Prof. Dr. Dr. Meyer:Auf breiter Basis bewährt hat sich unter anderem die strukturierte Form der spezialisierenden Fortbildung, wie sie ursprünglich von der Akademie Praxis und Wissenschaft (APW) eingeführt wurde. In letzter Zeit werden daneben fast explosionsartig neue Masterstudiengänge etabliert, die in unserem Fach als spezielle Form einer postgradualen akademischen Ausbildung verstanden werden. Andererseits aber – und so sieht es die Bologna-Deklaration vor – sollte der Mastertitel auch Abschluss entsprechend strukturierter Grundstudiengänge sein. Das wiederum – so zumindest die einhellige deutsche Meinung – ist keinesfalls auf die Medizin/Zahnmedizin übertragbar, so dass es hier bei der postgradualen Variante bleiben sollte. Vor diesem zunächst verwirrenden Hintergrund haben sich unter Federführung des Beirates Fortbildung der BZÄK und der DGZMK, Vertreter der VHZMK und der KZBV zusammengetan und ein in sich schlüssiges Strukturmodell entwickelt, welches auch das ECTS (European Credit Transfer System) berücksichtigt und damit für internationale Kompatibilität stehen wird. Dieses Modell wird übrigens in einem gemeinsamen wissenschaftlichen und standespolitischen Symposium während des Deutschen Zahnärztetages vorgestellt.

zm:Die grundlegenden Änderungen, die sich in der Fort- und Weiterbildung abzeichnen, werden natürlich auch Einfluss auf die zahnärztliche Berufsausübung haben. Das Fort- und Weiterbildungswesen und die lebenslange Kompetenzerhaltung sind ja gerade die Merkzeichen eines Freien Berufs. Kann man denn beim Zahnarzt noch von Freiberuflichkeit sprechen?
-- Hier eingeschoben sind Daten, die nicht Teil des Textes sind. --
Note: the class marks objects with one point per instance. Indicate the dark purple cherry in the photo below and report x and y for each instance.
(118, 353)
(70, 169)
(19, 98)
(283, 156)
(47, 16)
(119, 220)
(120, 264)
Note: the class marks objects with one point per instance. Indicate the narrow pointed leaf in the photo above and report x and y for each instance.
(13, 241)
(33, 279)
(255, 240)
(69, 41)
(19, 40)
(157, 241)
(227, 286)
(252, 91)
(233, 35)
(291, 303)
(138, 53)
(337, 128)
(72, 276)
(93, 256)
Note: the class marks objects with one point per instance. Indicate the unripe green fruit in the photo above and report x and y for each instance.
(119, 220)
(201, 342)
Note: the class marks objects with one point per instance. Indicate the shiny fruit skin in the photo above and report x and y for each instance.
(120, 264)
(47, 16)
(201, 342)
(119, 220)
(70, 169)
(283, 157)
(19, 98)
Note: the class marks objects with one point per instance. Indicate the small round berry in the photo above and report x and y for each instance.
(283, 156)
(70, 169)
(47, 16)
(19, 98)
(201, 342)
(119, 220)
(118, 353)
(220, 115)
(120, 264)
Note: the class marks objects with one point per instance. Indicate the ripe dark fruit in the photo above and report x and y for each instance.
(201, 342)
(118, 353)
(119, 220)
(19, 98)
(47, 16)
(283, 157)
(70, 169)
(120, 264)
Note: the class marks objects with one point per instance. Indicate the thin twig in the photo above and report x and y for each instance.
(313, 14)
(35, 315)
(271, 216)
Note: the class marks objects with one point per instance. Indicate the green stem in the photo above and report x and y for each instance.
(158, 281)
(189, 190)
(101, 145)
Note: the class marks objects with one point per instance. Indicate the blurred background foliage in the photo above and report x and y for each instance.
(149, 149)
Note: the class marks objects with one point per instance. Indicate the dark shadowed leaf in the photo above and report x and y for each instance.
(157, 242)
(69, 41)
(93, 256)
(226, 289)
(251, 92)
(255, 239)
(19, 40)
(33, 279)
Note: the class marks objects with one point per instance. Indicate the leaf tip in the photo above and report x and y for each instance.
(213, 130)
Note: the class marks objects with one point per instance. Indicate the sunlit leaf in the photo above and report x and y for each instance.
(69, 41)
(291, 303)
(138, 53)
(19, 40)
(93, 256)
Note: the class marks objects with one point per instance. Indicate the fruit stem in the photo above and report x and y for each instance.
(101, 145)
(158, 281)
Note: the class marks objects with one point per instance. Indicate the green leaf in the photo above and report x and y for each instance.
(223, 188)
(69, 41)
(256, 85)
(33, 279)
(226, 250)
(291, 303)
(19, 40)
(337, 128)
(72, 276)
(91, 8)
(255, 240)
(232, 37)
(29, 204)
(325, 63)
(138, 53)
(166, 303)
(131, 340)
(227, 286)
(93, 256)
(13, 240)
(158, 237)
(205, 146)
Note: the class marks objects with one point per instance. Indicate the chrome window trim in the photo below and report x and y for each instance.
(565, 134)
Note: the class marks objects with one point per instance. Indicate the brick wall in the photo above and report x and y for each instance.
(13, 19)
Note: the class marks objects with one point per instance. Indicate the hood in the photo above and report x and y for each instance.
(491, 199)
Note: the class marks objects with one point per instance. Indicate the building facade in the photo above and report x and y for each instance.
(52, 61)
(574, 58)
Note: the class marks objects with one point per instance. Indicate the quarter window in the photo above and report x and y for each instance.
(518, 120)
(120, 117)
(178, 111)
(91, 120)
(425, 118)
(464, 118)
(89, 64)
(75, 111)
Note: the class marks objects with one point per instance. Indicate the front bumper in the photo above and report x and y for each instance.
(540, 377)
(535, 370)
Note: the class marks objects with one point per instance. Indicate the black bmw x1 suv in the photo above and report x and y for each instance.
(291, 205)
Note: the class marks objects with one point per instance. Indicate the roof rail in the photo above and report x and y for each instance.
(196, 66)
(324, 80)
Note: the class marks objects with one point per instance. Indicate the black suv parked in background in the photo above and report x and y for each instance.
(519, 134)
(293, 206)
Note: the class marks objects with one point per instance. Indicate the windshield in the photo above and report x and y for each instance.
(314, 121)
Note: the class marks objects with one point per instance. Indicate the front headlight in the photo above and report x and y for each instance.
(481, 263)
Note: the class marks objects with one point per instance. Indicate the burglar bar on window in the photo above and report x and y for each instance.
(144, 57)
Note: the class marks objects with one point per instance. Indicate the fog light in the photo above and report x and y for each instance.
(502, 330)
Dr. Dr. Weitkamp:Freiberuflichkeit zeichnet sich dadurch aus, dass hochstehende Leistungen eines akademischen Berufsstandes in fachlicher Unabhängigkeit erbracht werden. Garant dafür ist die qualitativ hochstehende Aus-, Fort- und Weiterbildung. Diese Kautelen müssen bleiben, egal, ob der Zahnarzt in freier Niederlassung oder als Angestellter arbeitet. Es gilt aber, die aktuellen Gegebenheiten mit dem Prinzip der Freiberuflichkeit stets neu abzugleichen. Hier müssen die Diskussionen noch intensiv geführt werden, natürlich auch auf dem Deutschen Zahnärztetag. Was die Aus-, Fort- und Weiterbildung betrifft, wird auch dieses Thema zentral in Düsseldorf diskutiert. Die Novellierung der Approbationsordnung haben wir bereits intensiv vorangetrieben – im Bereich der Fort- und Weiterbildung wird als erster Schritt hin zu einer neuen Systematik ein modulares System vorgestellt.